Writers need to consider the facts
There seems to be a recent trend as I read "Your Views" in the Opinion page of the Daily Herald.
This trend is to represent one's opinion as fact. Cases in point include: May 31 Chuck Colleta writes regarding Benghazi: "They have diverted our attention from the real issue, which is why did Congress not provide funds for their security."
The facts are: In testimony before the House Committee on Oversight and Government Reform, Charlene Lamb, a deputy assistant secretary of state for diplomatic security, was asked, "Was there any budget consideration and lack of budget which led you not to increase the number of people in the security force there?" Lamb responded, "No, sir."
May 25, John Morgan writes regarding the IRS scandal: "The IRS did not target conservative groups.
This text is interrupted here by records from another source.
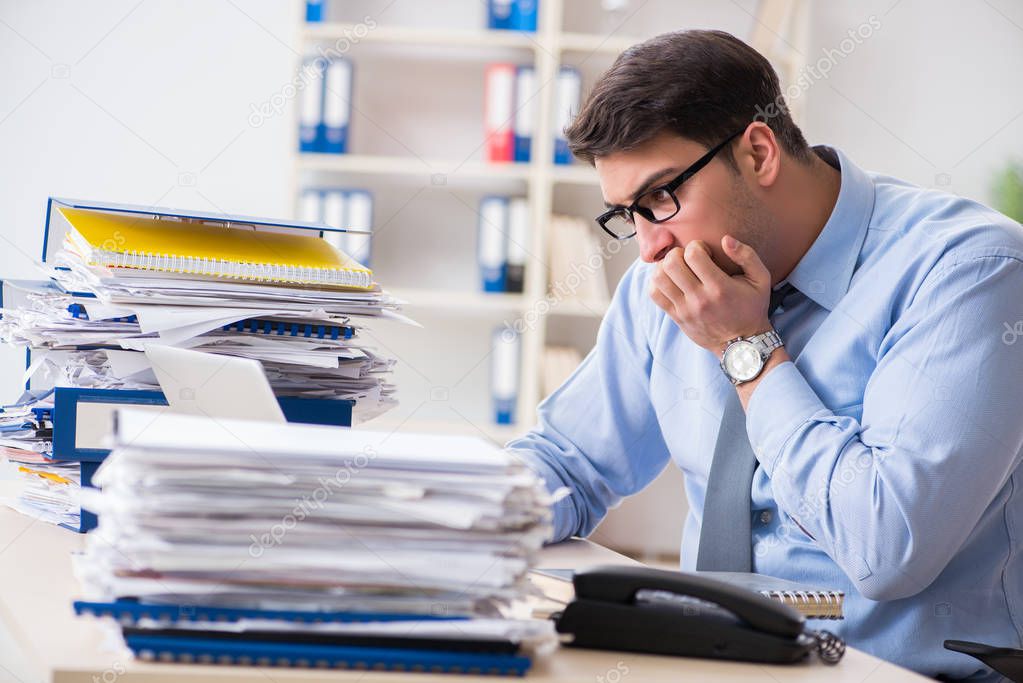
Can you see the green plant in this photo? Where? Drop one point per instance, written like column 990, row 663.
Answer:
column 1009, row 191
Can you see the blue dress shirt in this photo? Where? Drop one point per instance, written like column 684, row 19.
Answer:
column 888, row 449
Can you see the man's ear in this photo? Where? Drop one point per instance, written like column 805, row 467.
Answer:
column 759, row 154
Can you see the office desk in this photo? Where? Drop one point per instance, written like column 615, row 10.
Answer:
column 41, row 640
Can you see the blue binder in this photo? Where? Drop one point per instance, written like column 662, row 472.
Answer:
column 525, row 118
column 492, row 242
column 75, row 426
column 524, row 15
column 337, row 105
column 311, row 106
column 504, row 373
column 568, row 94
column 314, row 10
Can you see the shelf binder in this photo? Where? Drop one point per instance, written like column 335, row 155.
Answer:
column 311, row 105
column 311, row 206
column 266, row 653
column 524, row 15
column 492, row 243
column 569, row 94
column 360, row 217
column 337, row 105
column 499, row 111
column 504, row 374
column 82, row 416
column 518, row 244
column 525, row 111
column 314, row 10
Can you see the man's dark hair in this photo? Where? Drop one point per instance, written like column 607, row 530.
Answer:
column 701, row 85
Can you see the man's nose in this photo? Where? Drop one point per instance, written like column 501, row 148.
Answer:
column 655, row 239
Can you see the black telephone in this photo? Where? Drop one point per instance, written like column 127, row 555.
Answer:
column 642, row 609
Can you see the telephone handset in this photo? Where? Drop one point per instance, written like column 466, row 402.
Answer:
column 642, row 609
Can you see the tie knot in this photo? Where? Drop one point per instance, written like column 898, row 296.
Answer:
column 777, row 297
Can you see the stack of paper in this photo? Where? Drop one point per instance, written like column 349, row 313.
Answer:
column 398, row 537
column 292, row 302
column 45, row 489
column 309, row 353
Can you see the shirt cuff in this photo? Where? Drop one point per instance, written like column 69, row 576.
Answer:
column 782, row 402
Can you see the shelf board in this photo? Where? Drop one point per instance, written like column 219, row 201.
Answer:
column 482, row 38
column 458, row 302
column 398, row 35
column 434, row 172
column 579, row 309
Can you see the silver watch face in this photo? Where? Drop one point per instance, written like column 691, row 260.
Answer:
column 742, row 361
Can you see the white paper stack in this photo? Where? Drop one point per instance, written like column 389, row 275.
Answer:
column 245, row 514
column 308, row 340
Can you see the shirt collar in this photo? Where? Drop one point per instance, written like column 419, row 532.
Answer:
column 826, row 270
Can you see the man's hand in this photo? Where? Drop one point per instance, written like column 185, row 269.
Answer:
column 710, row 306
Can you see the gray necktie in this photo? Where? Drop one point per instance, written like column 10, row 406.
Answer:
column 726, row 538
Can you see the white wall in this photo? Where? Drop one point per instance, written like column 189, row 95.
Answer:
column 932, row 96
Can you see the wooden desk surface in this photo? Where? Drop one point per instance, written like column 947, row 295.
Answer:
column 41, row 639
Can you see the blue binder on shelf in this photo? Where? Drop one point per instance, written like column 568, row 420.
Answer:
column 524, row 15
column 311, row 134
column 504, row 373
column 568, row 94
column 337, row 105
column 499, row 14
column 492, row 242
column 525, row 111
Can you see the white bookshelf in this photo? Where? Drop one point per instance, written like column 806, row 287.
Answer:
column 572, row 189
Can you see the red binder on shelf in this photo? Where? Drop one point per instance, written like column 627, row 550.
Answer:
column 498, row 111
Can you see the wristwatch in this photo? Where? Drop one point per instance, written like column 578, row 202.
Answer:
column 744, row 358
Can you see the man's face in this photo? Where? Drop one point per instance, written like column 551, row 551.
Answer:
column 715, row 201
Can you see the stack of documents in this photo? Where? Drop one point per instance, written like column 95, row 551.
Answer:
column 123, row 278
column 316, row 543
column 45, row 489
column 312, row 353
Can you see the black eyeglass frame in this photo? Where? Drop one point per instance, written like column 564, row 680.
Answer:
column 671, row 187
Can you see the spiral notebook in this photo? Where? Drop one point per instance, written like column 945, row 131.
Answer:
column 174, row 245
column 811, row 602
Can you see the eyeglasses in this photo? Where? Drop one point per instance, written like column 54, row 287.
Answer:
column 657, row 205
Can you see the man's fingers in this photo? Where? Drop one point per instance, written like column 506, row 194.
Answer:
column 747, row 259
column 674, row 267
column 699, row 260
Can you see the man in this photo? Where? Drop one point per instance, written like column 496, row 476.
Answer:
column 887, row 430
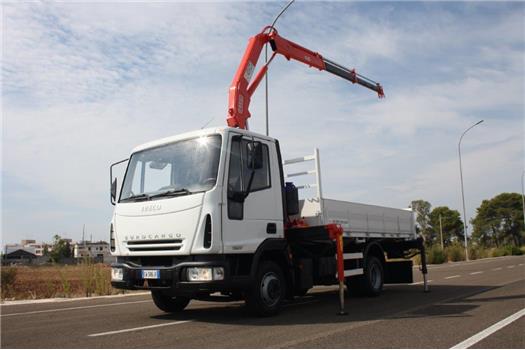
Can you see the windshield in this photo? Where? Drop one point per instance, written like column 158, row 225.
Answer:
column 175, row 169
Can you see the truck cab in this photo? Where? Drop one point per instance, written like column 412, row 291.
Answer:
column 194, row 209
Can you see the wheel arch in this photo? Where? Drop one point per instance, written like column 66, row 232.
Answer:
column 276, row 250
column 375, row 249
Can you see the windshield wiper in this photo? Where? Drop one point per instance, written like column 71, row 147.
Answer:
column 170, row 193
column 138, row 197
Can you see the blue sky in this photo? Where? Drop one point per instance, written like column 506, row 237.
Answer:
column 82, row 84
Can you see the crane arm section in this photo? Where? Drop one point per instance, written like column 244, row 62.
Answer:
column 242, row 86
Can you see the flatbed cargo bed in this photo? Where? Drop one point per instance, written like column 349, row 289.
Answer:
column 359, row 220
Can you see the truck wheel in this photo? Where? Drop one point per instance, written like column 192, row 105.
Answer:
column 371, row 282
column 266, row 297
column 169, row 303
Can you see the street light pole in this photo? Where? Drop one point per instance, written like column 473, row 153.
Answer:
column 441, row 232
column 462, row 190
column 523, row 195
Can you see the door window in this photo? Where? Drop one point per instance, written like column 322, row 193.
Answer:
column 239, row 175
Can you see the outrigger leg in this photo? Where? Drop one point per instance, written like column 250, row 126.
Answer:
column 424, row 271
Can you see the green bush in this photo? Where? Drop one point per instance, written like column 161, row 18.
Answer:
column 8, row 279
column 506, row 250
column 102, row 282
column 66, row 284
column 436, row 255
column 512, row 250
column 455, row 252
column 478, row 252
column 87, row 276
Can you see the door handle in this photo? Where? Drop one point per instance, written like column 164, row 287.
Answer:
column 271, row 228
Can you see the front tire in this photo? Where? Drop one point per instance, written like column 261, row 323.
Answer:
column 169, row 303
column 266, row 297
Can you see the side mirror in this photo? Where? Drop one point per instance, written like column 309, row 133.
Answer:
column 114, row 191
column 255, row 155
column 113, row 182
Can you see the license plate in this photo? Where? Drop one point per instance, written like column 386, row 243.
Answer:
column 151, row 274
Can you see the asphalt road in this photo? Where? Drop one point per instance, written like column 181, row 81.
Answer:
column 466, row 299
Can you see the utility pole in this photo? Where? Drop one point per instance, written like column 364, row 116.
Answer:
column 441, row 232
column 462, row 190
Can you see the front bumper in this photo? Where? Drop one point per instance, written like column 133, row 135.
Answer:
column 173, row 278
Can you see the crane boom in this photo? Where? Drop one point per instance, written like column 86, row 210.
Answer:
column 242, row 86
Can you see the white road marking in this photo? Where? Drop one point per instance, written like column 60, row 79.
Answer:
column 138, row 328
column 420, row 282
column 301, row 303
column 65, row 300
column 74, row 308
column 492, row 329
column 455, row 276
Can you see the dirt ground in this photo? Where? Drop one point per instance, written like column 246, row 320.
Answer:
column 37, row 282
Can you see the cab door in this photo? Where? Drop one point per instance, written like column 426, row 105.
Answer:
column 252, row 210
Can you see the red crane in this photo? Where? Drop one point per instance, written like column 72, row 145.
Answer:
column 241, row 90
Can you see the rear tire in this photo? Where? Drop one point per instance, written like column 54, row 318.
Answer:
column 169, row 303
column 266, row 297
column 371, row 282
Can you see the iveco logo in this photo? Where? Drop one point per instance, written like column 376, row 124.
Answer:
column 151, row 207
column 144, row 236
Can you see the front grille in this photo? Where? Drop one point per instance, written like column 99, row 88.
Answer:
column 154, row 245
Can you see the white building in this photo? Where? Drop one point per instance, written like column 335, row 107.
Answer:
column 95, row 250
column 28, row 245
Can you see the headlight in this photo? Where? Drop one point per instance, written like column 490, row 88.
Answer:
column 200, row 274
column 117, row 274
column 218, row 273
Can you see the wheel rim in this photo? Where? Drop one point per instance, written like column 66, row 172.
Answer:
column 375, row 276
column 270, row 289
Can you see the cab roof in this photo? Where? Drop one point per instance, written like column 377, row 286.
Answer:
column 197, row 133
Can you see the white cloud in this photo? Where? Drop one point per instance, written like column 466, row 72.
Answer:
column 85, row 83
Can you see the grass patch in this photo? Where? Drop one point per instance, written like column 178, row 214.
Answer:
column 48, row 281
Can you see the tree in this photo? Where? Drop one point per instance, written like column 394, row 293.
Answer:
column 60, row 250
column 451, row 223
column 499, row 220
column 422, row 210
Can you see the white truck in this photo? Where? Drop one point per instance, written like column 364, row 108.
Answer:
column 208, row 215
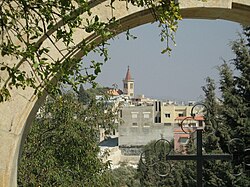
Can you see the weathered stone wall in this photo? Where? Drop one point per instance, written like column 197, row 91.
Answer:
column 16, row 115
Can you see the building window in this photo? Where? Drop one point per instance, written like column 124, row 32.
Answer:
column 167, row 115
column 192, row 124
column 180, row 114
column 183, row 140
column 125, row 85
column 134, row 125
column 146, row 114
column 134, row 114
column 167, row 124
column 158, row 119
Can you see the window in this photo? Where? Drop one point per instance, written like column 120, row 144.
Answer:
column 167, row 124
column 180, row 114
column 167, row 115
column 183, row 140
column 134, row 114
column 158, row 119
column 134, row 125
column 146, row 114
column 192, row 124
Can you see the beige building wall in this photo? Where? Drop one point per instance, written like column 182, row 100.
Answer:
column 170, row 112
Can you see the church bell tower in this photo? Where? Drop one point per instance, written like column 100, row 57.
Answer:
column 128, row 84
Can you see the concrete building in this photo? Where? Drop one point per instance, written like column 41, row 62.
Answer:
column 142, row 124
column 128, row 84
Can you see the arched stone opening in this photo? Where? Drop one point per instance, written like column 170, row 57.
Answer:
column 17, row 114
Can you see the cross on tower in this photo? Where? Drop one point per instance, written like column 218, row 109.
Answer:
column 199, row 157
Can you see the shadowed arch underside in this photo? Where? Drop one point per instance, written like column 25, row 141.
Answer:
column 17, row 114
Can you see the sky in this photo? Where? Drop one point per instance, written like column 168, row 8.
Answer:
column 201, row 45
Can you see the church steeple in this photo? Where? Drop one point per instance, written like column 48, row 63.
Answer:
column 128, row 75
column 128, row 84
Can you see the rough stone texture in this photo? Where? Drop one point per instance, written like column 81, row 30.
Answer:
column 17, row 114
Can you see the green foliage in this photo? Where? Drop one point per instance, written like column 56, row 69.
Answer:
column 26, row 25
column 62, row 147
column 124, row 176
column 178, row 173
column 229, row 117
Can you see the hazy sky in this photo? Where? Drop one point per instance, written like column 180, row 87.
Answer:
column 201, row 45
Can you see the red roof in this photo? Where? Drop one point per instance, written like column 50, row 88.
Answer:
column 128, row 75
column 197, row 118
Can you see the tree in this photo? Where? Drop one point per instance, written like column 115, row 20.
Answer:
column 124, row 176
column 230, row 117
column 26, row 25
column 165, row 173
column 62, row 147
column 83, row 95
column 235, row 90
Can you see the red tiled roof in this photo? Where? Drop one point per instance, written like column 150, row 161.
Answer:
column 197, row 118
column 128, row 75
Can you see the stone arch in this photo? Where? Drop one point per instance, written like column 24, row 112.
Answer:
column 16, row 115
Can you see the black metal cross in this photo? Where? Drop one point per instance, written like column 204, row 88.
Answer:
column 199, row 157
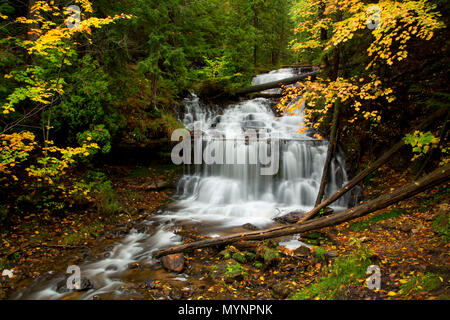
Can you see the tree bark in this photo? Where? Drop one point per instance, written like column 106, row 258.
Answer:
column 330, row 153
column 435, row 178
column 371, row 168
column 274, row 84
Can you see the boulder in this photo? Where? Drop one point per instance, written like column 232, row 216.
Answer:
column 86, row 284
column 173, row 262
column 280, row 291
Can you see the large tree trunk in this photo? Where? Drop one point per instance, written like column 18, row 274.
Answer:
column 371, row 168
column 274, row 84
column 437, row 177
column 330, row 153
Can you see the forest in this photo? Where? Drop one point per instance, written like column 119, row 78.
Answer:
column 349, row 97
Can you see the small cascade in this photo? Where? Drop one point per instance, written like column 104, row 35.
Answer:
column 219, row 197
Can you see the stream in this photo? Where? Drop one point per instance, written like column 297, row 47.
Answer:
column 218, row 199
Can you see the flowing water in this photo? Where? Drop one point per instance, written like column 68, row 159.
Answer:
column 220, row 198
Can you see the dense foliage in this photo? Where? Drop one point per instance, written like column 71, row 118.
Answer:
column 80, row 78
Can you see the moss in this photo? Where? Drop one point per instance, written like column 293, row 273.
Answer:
column 235, row 270
column 319, row 254
column 343, row 272
column 239, row 257
column 225, row 254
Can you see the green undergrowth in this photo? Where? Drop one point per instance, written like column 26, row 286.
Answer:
column 344, row 271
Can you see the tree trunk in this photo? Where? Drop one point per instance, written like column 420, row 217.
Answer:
column 330, row 153
column 274, row 84
column 435, row 178
column 371, row 168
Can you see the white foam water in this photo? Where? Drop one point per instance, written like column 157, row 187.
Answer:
column 221, row 197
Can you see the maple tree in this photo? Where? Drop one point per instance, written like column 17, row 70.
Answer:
column 395, row 25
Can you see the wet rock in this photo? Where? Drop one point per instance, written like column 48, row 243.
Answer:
column 134, row 266
column 302, row 251
column 280, row 291
column 228, row 271
column 150, row 284
column 332, row 254
column 86, row 284
column 173, row 262
column 249, row 226
column 111, row 268
column 291, row 217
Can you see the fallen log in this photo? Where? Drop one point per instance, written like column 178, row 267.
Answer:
column 371, row 168
column 274, row 84
column 330, row 152
column 437, row 177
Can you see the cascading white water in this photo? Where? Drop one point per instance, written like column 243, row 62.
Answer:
column 221, row 196
column 274, row 75
column 237, row 194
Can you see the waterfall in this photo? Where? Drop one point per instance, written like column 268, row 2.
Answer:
column 233, row 194
column 218, row 197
Ninety percent of the media is owned by conservatives, so they can edit televised testimony on their programs any way they want.
The facts are: On Page 2 of the Treasury Inspector General report dated May 14, 2013 states, "Early in Calendar Year 2010, the IRS began using inappropriate criteria to identify organizations applying for tax-exempt status to review for indications of significant political campaign intervention."
As an aside, I can't imagine were Morgan gets his information regarding the 90 percent comment.
We all need to respect each others opinions but our opinions should also consider the facts.